- Jaunti Location in Delhi, India
- Coordinates: 28°45′N 76°58′E﻿ / ﻿28.750°N 76.967°E
- Country: India
- State: Delhi
- District: North West Delhi
- Time zone: UTC+5:30 (IST)
- PIN: 110081
- Civic agency: North Delhi Municipal Corporation

= Jaunti =

Jaunti is a village situated in northwestern outer Delhi toward Haryana. It is in North west constituency of Delhi.

== Diaspora ==
People who hail from the village include:

Abhishek Chhikara - A notable lawyer in the United States.

==Connection==
It is well connected via road to Delhi and adjoining state Haryana. The Public transport (beside private vehicles) is main medium of commuting. It has regular service by DTC buses.

==Facilities==
The village has a veterinary hospital, medical dispensary, post office, bank (State bank of India), senior secondary school, boys primary school, girls primary school, stadium, park, temples, field for agriculture and two Panchayat houses.

==History==
Jaunti has a medieval time fort and a very large pond (popularly called Talab). The fort was built during reign of Mughal emperor AKBAR, this village and its surrounding was densely forested with deer, antelope, and oxen. The site was hunting expedition for the Mughal king. There is a myth that the fort is connected to the pond via tunnels.

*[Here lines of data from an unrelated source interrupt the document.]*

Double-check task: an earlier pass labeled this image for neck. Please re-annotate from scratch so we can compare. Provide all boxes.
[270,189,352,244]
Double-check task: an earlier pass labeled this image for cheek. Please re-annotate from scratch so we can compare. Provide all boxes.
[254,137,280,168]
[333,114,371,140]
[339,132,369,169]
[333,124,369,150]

In 1964, M. S. Swaminathan organized a seed development project in the village to produce high-yielding varieties of seeds. The Jounti Seed Village helped to rapidly produce good quality seeds of high-yielding varieties of wheat, thereby hastening the onset of the wheat revolution in India.

==Model Village==
Udit Raj MP tried to develop Jaunti as a model village. In July 2015, Raj had visited Melbourne, Australia. He had requested the Australian Indian community to help with construction of toilets in the Jaunti Village, which was part of his then electorate.

India Australia Exchange Forum (IAEF) - A Melbourne based Indian community organisation had taken lead in raising funds for construction of toilets in Jaunti village.